Participants in Vey's class look beyond the bright lights of Broadway to consider other spheres in which children perform. "We look at ice skating, gymnastics, children's choirs, piano, chess, ballet, the circus, tennis, beauty pageants, and even activities involving newborns and infants," says Vey, who became interested in the issue of child performers during her career as a stage manager. "Each student in my class conducts research on a group of child performers—student projects have really expanded my data. When I taught this course at Brooklyn College in 2002," says Vey, "a student researcher decided to apply for a position as an on-set teacher to find out how they are screened and selected. Even though she had few qualifications, she was told that her chances of being hired were very good."

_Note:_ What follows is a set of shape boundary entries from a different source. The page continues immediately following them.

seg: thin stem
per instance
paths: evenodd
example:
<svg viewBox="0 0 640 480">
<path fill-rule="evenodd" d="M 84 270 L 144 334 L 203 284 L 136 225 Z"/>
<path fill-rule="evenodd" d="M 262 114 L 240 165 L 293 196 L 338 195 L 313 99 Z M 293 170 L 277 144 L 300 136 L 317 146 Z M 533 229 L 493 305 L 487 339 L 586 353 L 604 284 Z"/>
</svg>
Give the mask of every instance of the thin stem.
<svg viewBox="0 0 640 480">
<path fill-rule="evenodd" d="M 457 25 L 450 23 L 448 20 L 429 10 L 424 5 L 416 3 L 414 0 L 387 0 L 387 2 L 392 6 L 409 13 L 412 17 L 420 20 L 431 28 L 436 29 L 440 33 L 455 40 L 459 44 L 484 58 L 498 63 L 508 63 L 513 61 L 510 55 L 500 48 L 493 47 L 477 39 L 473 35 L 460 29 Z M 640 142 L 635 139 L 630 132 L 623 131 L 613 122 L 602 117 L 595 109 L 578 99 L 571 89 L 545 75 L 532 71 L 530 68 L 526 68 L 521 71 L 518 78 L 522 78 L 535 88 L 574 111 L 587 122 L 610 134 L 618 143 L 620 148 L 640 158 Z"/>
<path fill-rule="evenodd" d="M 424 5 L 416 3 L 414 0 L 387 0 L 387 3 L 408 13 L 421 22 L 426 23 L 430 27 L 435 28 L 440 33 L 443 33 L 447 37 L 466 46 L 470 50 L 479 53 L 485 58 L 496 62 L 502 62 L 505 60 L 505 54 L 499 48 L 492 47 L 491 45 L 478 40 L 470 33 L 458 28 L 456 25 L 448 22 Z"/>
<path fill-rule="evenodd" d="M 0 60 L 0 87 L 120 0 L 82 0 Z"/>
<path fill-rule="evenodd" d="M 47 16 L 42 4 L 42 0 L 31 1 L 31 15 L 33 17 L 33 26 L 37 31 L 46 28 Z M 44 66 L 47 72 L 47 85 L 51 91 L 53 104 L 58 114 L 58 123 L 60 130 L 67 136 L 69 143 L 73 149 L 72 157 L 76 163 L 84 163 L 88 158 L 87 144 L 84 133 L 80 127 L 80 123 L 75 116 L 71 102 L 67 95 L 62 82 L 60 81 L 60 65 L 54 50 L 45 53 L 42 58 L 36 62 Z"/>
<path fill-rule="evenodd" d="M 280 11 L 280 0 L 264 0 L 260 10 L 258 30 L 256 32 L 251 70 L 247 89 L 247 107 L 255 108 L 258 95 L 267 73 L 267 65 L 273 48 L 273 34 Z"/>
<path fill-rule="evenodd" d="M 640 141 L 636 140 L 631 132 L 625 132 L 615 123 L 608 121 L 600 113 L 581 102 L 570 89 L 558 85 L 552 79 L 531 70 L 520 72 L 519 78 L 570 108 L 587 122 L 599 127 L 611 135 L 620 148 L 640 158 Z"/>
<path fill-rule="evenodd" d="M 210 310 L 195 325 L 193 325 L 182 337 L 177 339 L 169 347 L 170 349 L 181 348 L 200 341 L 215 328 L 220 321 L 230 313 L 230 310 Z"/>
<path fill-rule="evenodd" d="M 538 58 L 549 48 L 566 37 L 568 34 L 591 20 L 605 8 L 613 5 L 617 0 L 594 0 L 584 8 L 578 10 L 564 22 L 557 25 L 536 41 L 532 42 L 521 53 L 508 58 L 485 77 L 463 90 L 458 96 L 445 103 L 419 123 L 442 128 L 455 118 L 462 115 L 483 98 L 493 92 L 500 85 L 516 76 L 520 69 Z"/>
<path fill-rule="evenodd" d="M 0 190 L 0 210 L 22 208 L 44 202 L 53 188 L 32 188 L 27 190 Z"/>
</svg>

Vey's students also learn about the historical tradition of child performance and the medieval customs that continue in institutions today, especially with circus families. Vey notes that such "animal free" circuses as Cirque du Soleil rely on Chinese and Russian acrobats who, as child performers, often grew up under harsh circumstances.

Dr. Vey, an adjunct assistant professor who received her Ph.D. from the City University of New York, wrote her dissertation on the nineteenth-century campaign to bar children from performing professionally in New York. For information on contemporary advocacy, she directs her students to the work of people like Paul Petersen, a former child star who heads the industry watchdog organization, A Minor Consideration.

Ron Howard, a child star who benefited from a comparatively "normal" childhood.

Because Vey is a historian, she refrains from giving advice to parents who want to see their children enter show business, but points instead to such examples as Ron Howard, a child star who benefited from caring parents who ensured that their children enjoyed a "normal" childhood. As for the more tragic child stars, such as Michael Jackson, who have fallen on hard times or have warped into bizarre caricatures of themselves, Vey observes: "They spent their childhood being adults and now spend their adult years being children."

Vey's class is just one of many path-breaking courses offered by the Brooklyn College Children's Studies Program , which brings together knowledge about children from infancy through the age of legal majority as seen from the perspectives of the arts, humanities, social and natural sciences, medicine, and the law. Other courses this fall include "The Human Rights of Children: A Transnational Development" and "Children in Crisis," which looks at young people in extreme situations of social, cultural, political, and familial disruption. Brooklyn College was the first academic institution to develop an interdisciplinary Children's Studies Program that promotes a holistic and comprehensive understanding of children and youth. The Children's Studies Program, conceived by Professor Lenzer in 1991, has since become a national model.